Ten of Wall Street’s largest investment banks signed a landmark settlement with US securities regulators last week, which included findings of fraud against three banks – Citigroup’s Salomon Smith Barney unit, Credit Suisse First Boston and Merrill Lynch.
The regulators also released new evidence showing alleged conflicts of interest at other leading banks including Goldman Sachs and Morgan Stanley.
But the true cost to Wall Street is not the public shaming so much as the investor lawsuits that the revelations are likely to fuel.
Securities lawyers have already seized on a series of e-mails and other evidence thrown up by the investigation to buttress their arguments that investment banks knowingly misled investors. The final settlement has just rearmed them with much fresh material.
“This is going to be a war of attrition between Wall Street and its customers over the next five years,” said Jacob Zamansky, a securities attorney who has successfully sued brokerages for issuing faulty research. “The smoking gun e-mails and other evidence will be devastating.”
Legal analysts have estimated that Wall Street could pay more than $5bn to settle a single class- action lawsuit that accuses 55 firms of manipulating initial public offerings.
If so, that would suggest that the $1.4bn in fines and other fees included in the global settlement is nothing more than a down payment on their liability.
It will take some time for lawyers to read through the specifics of the settlement.

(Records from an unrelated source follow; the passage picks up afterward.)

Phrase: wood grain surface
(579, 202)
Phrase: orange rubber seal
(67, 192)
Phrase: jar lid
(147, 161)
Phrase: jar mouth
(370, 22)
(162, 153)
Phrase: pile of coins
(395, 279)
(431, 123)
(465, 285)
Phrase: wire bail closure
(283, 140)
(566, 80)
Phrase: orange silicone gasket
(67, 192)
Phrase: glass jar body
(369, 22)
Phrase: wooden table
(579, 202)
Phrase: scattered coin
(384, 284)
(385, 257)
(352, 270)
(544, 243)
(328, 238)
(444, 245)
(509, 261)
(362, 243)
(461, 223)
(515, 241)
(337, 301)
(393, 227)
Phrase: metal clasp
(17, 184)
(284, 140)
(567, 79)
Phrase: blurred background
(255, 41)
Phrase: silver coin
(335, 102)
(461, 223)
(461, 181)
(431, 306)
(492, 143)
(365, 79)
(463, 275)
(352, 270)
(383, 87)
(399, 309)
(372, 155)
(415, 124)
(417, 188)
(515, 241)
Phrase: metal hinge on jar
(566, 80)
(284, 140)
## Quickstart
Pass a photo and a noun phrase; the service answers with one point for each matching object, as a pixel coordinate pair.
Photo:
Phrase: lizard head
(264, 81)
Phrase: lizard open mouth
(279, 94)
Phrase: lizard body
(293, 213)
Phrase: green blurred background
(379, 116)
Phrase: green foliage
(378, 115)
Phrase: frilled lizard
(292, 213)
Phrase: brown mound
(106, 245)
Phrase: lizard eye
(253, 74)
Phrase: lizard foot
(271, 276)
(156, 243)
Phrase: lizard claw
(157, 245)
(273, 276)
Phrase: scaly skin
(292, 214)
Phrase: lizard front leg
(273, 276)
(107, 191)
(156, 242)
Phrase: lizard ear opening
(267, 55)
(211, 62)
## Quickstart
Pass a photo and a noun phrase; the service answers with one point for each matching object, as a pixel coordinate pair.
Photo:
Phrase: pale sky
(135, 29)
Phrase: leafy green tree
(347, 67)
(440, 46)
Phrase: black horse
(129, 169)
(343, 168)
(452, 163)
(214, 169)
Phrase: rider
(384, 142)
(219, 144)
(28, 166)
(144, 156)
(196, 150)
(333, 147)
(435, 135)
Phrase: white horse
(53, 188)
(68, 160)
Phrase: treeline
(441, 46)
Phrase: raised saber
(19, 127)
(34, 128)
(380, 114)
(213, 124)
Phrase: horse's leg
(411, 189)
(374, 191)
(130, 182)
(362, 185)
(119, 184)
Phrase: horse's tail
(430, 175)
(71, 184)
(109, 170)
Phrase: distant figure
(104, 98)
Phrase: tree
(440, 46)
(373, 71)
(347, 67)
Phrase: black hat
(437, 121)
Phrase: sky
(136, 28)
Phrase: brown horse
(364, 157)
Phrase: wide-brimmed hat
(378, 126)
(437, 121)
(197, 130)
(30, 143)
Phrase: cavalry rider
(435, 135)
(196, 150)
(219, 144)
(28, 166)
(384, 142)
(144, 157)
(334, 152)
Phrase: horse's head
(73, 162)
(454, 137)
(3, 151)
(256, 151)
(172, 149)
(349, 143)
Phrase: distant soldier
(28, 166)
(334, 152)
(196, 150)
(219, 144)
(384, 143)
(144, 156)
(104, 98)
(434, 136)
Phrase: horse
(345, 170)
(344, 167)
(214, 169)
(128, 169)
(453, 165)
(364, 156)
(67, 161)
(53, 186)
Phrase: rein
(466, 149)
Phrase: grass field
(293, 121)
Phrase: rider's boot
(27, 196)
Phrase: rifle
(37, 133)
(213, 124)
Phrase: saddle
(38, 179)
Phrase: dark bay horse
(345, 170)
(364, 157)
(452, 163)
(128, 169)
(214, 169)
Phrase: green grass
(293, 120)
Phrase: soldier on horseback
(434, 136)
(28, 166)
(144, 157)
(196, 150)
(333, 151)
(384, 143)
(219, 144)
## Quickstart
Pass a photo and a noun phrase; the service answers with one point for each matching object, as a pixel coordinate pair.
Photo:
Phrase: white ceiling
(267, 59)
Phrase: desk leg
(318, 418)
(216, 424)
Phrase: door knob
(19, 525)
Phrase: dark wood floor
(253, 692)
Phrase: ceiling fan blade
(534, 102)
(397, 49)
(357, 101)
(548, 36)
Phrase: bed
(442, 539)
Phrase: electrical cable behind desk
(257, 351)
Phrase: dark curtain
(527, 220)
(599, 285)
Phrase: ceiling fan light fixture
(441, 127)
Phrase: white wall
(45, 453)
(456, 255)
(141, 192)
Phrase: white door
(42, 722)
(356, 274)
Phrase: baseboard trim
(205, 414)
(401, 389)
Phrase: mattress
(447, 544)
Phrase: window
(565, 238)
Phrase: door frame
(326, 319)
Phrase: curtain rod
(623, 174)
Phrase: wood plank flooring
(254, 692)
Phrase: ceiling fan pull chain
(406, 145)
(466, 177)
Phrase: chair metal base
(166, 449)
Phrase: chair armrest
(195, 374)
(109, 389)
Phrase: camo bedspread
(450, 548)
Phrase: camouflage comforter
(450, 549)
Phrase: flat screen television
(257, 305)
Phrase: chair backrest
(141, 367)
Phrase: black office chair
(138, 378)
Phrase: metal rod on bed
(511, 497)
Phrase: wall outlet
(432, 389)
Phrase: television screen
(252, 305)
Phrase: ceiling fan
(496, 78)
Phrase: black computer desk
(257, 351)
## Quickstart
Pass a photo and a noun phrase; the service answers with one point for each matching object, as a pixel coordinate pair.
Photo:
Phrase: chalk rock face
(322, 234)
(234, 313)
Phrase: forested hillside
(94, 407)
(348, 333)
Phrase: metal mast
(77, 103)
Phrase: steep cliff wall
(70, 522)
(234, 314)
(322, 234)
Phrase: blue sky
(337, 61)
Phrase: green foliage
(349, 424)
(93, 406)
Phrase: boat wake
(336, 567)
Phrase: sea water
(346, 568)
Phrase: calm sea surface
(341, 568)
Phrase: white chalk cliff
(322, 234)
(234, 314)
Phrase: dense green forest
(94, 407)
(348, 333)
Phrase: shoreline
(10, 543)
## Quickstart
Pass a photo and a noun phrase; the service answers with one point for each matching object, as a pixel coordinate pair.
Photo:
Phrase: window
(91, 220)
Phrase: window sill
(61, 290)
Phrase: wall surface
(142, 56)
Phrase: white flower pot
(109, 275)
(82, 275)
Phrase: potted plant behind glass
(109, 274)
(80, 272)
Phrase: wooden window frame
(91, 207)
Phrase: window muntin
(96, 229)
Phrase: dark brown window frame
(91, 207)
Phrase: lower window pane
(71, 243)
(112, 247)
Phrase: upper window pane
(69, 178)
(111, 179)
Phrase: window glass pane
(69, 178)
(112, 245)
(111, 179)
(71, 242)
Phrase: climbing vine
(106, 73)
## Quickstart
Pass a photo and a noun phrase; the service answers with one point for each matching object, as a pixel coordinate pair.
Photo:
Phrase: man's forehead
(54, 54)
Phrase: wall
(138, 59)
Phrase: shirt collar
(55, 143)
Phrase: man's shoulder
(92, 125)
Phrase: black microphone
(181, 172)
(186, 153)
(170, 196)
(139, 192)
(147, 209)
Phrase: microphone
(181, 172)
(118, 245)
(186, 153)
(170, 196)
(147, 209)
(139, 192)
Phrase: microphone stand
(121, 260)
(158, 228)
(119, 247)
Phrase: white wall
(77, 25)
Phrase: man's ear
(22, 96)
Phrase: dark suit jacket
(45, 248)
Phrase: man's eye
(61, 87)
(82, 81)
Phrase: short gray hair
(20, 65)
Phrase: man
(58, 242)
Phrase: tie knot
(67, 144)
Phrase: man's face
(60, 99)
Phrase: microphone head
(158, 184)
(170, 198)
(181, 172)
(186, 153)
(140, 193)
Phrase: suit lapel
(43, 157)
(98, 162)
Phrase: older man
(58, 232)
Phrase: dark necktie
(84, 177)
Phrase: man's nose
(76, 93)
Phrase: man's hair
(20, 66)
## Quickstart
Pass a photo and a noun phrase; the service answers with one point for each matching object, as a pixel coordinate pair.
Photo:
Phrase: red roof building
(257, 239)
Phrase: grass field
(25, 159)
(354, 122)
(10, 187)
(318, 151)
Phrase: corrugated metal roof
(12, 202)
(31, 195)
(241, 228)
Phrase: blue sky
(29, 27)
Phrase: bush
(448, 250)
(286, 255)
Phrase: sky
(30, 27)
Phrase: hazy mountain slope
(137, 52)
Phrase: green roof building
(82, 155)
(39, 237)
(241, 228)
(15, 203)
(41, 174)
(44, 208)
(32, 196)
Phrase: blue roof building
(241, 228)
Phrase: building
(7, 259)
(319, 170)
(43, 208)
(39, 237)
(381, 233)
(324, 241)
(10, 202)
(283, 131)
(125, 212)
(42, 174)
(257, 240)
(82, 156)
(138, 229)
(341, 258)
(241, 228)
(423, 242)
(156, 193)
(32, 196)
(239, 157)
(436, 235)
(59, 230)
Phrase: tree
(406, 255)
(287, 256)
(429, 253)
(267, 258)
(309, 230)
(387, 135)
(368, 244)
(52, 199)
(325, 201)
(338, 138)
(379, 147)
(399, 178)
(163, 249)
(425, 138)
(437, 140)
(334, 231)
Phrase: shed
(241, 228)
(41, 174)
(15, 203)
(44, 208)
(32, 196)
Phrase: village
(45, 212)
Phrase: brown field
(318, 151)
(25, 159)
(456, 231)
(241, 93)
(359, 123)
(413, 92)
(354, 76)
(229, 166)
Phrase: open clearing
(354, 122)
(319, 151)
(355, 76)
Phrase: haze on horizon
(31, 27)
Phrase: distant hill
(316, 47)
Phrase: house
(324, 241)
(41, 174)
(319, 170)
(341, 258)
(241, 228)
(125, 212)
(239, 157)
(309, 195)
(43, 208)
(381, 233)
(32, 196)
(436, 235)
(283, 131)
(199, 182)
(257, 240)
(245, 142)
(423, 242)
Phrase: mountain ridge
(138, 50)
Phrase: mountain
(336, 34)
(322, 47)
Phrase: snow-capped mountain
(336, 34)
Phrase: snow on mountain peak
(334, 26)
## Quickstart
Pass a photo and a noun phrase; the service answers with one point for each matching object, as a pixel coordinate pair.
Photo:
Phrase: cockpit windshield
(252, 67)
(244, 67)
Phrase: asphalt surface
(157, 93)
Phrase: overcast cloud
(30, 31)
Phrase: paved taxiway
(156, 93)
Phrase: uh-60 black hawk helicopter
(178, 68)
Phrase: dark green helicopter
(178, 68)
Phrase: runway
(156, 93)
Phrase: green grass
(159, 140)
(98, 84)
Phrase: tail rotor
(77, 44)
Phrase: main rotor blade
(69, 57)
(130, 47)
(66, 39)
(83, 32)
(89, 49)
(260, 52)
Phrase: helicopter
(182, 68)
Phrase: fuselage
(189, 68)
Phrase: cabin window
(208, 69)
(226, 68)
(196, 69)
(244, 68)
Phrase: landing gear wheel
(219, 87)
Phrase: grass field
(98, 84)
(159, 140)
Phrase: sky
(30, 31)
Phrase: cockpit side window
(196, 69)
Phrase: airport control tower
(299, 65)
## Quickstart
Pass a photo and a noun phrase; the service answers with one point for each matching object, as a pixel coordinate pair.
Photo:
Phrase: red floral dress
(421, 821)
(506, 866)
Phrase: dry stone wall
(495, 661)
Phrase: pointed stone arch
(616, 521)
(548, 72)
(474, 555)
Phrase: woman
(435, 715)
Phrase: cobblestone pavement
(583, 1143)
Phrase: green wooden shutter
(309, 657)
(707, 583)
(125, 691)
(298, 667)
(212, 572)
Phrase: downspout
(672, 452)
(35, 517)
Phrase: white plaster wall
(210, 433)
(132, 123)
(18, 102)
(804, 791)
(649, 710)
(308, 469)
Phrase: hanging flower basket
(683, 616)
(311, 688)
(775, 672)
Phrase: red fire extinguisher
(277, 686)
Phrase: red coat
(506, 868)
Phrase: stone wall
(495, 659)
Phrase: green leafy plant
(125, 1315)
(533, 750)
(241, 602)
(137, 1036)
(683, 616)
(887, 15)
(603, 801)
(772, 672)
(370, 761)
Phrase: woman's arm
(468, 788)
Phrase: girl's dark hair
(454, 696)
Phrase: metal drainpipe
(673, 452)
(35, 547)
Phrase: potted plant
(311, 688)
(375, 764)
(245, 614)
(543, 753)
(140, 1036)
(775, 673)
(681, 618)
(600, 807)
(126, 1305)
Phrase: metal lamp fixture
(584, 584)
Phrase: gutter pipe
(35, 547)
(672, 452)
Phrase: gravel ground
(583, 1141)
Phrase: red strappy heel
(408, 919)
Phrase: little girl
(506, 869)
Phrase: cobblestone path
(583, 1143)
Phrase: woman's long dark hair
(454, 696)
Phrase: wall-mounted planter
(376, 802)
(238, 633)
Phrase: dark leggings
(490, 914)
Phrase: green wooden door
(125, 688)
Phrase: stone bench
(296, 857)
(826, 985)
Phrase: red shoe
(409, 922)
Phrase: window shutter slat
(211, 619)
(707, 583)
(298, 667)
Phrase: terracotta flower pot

Some legal experts doubt the findings of “fraud” against Merrill, Credit Suisse First Boston and Citigroup’s Salomon Smith Barney arm will be admissible in court. As is customary in such agreements, the banks have neither admitted nor denied the findings against them.
But that has not deterred the lawyers. Many with no previous securities law experience have attended conferences to learn how to bring such suits. “I get calls from lawyers every week,” Mr Zamansky said.
In addition, another cache of e-mails in which analysts refer to companies they were touting as “pieces of shit”, as former Merrill internet guru Henry Blodget did, should help to further tilt potential juries against Wall Street. As the cases wend their way through the legal system, the biggest focus is likely to be on the IPO class-action suit being led by Milberg Weiss.